Hungary and Poland also bit off small chunks of the country. (My father was part of the Polish army that occupied the Zaolzie region of Cieszyn Silesia.)
In March 1939 Hitler completed the destruction of the country. Slovakia became a separate puppet state, while the Czech lands were incorporated into Nazi Germany, as the “Protectorate of Bohemia and Moravia.”
The Nazi occupation lasted for most of the war; Prague was not freed until May 8, 1945.After the German defeat the Czechoslovak state was reconstituted and its German inhabitants, now considered “fifth columnists,” were expelled. Three years later, though, the country fell under Soviet domination.
In the 1960s the tight grip of the Communist apparatchiks began to loosen. In January 1968 a reformer, Alexander Dubcek, became the country’s leader.

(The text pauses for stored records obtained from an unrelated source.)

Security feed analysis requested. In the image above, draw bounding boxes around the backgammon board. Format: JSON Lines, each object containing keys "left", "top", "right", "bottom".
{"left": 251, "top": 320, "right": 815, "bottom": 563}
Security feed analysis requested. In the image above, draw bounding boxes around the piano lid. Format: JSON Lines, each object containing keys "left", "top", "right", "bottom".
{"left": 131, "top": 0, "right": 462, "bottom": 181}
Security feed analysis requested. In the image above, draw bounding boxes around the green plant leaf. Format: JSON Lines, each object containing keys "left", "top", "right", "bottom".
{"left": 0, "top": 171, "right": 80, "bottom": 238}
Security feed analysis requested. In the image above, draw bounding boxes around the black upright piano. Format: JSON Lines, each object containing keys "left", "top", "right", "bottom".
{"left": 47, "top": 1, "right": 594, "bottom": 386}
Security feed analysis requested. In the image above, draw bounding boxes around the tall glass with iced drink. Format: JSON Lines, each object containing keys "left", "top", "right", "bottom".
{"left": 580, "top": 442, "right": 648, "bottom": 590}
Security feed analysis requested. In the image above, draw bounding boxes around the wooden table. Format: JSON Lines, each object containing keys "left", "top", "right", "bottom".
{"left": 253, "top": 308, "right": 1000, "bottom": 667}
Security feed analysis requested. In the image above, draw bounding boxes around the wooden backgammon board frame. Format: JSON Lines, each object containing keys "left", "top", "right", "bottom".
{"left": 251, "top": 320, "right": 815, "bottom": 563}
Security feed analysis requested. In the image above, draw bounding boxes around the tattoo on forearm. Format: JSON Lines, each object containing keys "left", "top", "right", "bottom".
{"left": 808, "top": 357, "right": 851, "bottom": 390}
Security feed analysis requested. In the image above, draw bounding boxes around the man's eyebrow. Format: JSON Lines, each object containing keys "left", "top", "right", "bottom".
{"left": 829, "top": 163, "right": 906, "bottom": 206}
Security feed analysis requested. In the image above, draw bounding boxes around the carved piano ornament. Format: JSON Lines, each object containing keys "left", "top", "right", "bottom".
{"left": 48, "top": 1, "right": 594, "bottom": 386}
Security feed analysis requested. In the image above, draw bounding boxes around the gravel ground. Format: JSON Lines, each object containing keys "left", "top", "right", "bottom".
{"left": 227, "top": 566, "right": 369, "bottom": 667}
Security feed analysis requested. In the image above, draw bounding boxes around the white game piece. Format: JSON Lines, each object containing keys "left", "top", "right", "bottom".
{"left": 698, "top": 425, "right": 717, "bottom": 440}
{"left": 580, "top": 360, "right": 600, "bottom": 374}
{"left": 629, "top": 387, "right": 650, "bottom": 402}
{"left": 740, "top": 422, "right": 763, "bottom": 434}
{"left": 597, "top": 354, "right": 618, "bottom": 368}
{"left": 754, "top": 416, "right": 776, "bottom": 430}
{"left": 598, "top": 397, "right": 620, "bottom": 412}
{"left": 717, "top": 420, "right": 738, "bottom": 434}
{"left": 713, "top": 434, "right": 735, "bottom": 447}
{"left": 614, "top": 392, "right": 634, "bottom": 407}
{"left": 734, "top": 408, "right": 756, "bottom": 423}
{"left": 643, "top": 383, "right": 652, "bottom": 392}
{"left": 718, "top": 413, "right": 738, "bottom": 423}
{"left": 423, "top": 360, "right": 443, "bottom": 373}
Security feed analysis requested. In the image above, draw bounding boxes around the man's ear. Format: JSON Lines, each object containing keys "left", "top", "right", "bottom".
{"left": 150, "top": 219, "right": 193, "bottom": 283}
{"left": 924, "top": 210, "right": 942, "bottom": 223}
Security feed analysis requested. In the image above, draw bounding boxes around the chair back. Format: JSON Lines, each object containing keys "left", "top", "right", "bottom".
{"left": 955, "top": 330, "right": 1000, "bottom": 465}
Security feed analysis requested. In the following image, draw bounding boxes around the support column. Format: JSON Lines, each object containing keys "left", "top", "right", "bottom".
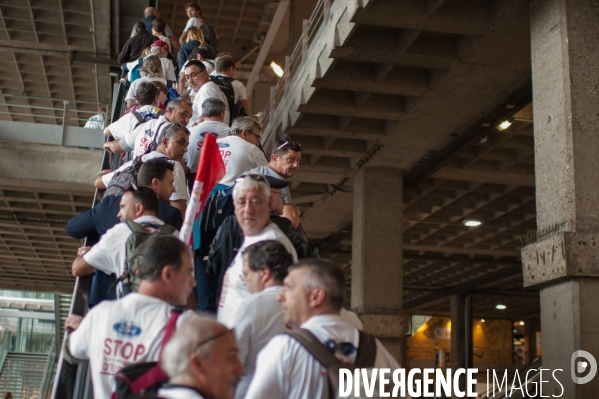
{"left": 523, "top": 0, "right": 599, "bottom": 396}
{"left": 450, "top": 294, "right": 472, "bottom": 398}
{"left": 351, "top": 167, "right": 404, "bottom": 361}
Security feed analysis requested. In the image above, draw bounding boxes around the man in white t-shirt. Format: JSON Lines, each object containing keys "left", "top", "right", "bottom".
{"left": 213, "top": 55, "right": 249, "bottom": 114}
{"left": 179, "top": 2, "right": 203, "bottom": 45}
{"left": 71, "top": 186, "right": 178, "bottom": 295}
{"left": 247, "top": 138, "right": 303, "bottom": 227}
{"left": 245, "top": 259, "right": 401, "bottom": 399}
{"left": 104, "top": 98, "right": 192, "bottom": 155}
{"left": 233, "top": 240, "right": 294, "bottom": 399}
{"left": 104, "top": 82, "right": 162, "bottom": 139}
{"left": 185, "top": 60, "right": 230, "bottom": 127}
{"left": 216, "top": 116, "right": 269, "bottom": 187}
{"left": 65, "top": 236, "right": 196, "bottom": 399}
{"left": 187, "top": 98, "right": 230, "bottom": 172}
{"left": 100, "top": 124, "right": 190, "bottom": 216}
{"left": 217, "top": 174, "right": 298, "bottom": 327}
{"left": 159, "top": 315, "right": 244, "bottom": 399}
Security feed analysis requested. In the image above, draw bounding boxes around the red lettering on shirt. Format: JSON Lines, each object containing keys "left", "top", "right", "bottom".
{"left": 134, "top": 344, "right": 146, "bottom": 361}
{"left": 104, "top": 338, "right": 112, "bottom": 355}
{"left": 220, "top": 150, "right": 231, "bottom": 158}
{"left": 113, "top": 339, "right": 123, "bottom": 354}
{"left": 122, "top": 342, "right": 133, "bottom": 359}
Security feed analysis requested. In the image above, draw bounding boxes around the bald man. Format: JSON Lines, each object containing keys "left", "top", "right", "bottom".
{"left": 132, "top": 7, "right": 179, "bottom": 54}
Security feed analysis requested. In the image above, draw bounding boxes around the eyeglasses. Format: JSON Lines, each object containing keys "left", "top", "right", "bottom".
{"left": 184, "top": 70, "right": 203, "bottom": 80}
{"left": 194, "top": 328, "right": 234, "bottom": 352}
{"left": 276, "top": 140, "right": 301, "bottom": 151}
{"left": 246, "top": 130, "right": 262, "bottom": 140}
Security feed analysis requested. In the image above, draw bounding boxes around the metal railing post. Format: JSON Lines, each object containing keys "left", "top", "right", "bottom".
{"left": 60, "top": 100, "right": 69, "bottom": 146}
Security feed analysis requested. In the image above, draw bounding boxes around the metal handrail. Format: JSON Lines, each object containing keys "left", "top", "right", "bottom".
{"left": 259, "top": 0, "right": 333, "bottom": 144}
{"left": 50, "top": 77, "right": 129, "bottom": 399}
{"left": 39, "top": 338, "right": 57, "bottom": 399}
{"left": 0, "top": 330, "right": 12, "bottom": 374}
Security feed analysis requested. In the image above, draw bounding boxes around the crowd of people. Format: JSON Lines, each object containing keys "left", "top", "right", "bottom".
{"left": 65, "top": 3, "right": 401, "bottom": 399}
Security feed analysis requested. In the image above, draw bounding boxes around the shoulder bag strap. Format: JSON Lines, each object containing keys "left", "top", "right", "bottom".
{"left": 285, "top": 328, "right": 340, "bottom": 368}
{"left": 354, "top": 330, "right": 377, "bottom": 368}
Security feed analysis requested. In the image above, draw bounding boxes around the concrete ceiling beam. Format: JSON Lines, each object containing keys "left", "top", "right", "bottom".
{"left": 403, "top": 244, "right": 519, "bottom": 258}
{"left": 313, "top": 77, "right": 427, "bottom": 97}
{"left": 287, "top": 127, "right": 384, "bottom": 141}
{"left": 298, "top": 104, "right": 403, "bottom": 120}
{"left": 431, "top": 168, "right": 535, "bottom": 187}
{"left": 331, "top": 47, "right": 454, "bottom": 69}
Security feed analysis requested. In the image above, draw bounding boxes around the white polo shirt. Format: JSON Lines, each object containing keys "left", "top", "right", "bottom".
{"left": 245, "top": 314, "right": 401, "bottom": 399}
{"left": 217, "top": 223, "right": 297, "bottom": 328}
{"left": 125, "top": 77, "right": 167, "bottom": 102}
{"left": 68, "top": 293, "right": 190, "bottom": 399}
{"left": 187, "top": 120, "right": 231, "bottom": 172}
{"left": 188, "top": 81, "right": 230, "bottom": 127}
{"left": 83, "top": 215, "right": 178, "bottom": 297}
{"left": 233, "top": 285, "right": 288, "bottom": 399}
{"left": 216, "top": 135, "right": 269, "bottom": 187}
{"left": 106, "top": 105, "right": 162, "bottom": 140}
{"left": 102, "top": 151, "right": 189, "bottom": 203}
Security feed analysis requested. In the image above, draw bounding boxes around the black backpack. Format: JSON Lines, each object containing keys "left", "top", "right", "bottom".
{"left": 132, "top": 108, "right": 164, "bottom": 130}
{"left": 208, "top": 75, "right": 247, "bottom": 125}
{"left": 104, "top": 122, "right": 169, "bottom": 197}
{"left": 201, "top": 23, "right": 219, "bottom": 52}
{"left": 285, "top": 328, "right": 377, "bottom": 399}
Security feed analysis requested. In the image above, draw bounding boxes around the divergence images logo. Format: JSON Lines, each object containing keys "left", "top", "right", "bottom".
{"left": 113, "top": 322, "right": 142, "bottom": 338}
{"left": 571, "top": 350, "right": 597, "bottom": 384}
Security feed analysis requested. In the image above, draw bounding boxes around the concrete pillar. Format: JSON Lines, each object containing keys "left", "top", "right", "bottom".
{"left": 523, "top": 0, "right": 599, "bottom": 396}
{"left": 450, "top": 294, "right": 472, "bottom": 398}
{"left": 351, "top": 167, "right": 404, "bottom": 361}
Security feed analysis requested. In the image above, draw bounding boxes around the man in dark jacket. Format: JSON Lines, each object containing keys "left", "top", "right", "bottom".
{"left": 66, "top": 159, "right": 183, "bottom": 305}
{"left": 118, "top": 22, "right": 157, "bottom": 64}
{"left": 204, "top": 176, "right": 318, "bottom": 313}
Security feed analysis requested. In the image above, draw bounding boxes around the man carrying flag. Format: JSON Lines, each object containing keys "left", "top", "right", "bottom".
{"left": 179, "top": 133, "right": 226, "bottom": 310}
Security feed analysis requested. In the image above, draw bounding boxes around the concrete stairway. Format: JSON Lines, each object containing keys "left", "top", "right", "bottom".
{"left": 0, "top": 352, "right": 48, "bottom": 399}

A program adopted in April 1968 set guidelines for a modern, humanistic socialist democracy that would guarantee freedom of religion, press, assembly, and speech, as well as abundant consumer goods. It would be “socialism with a human face.”
But in August 1968 Warsaw Pact troops snuffed out Dubcek’s attempt to liberalize Marxist-Leninist doctrine. Soviet leader Leonid Brezhnev claimed that the country was falling into the hands of “western imperialists” and following Dubcek’s overthrow the Soviets installed a regime loyal to Moscow.
Those who could not be intimidated into collaborating were punished or marginalized. When I visited Czechoslovakia in July 1977, I was struck by the contrast between the beauty of the country, Prague in particular, and the despondency and sadness of its inhabitants.
The heavy hand of Communist repression was evident everywhere — this was only nine years following the dashed hopes of the “Prague spring.”
However, dissidents regrouped, led by human rights activists and intellectuals such as Vaclav Havel; they founded the group known as Charter 77, which in the 1980s became the Civic Forum, an umbrella group championing bureaucratic reform and civil liberties.
By the late 1980s Communism was a discredited ideology throughout eastern Europe. In Czechoslovakia, the “velvet revolution” of November-December1989 – a very secular affair – would be followed by the “velvet divorce” of January 1993, which split the country into Czech and Slovak states. Following the collapse of the Communist regime, Havel had become president of the country.
Today’s Czech Republic is a homogenous, liberal multi-party parliamentary democracy, and a member of both the European Union and NATO. The current president is Milos Zeman, of the Party of Civic Rights. The prime minister, Bohuslav Sobotka of the Czech Social Democratic Party, heads a three-party coalition government. The Czechs, it seems, have finally overcome their sad history.
Henry Srebrnik is a professor of political science at the University of Prince Edward Island.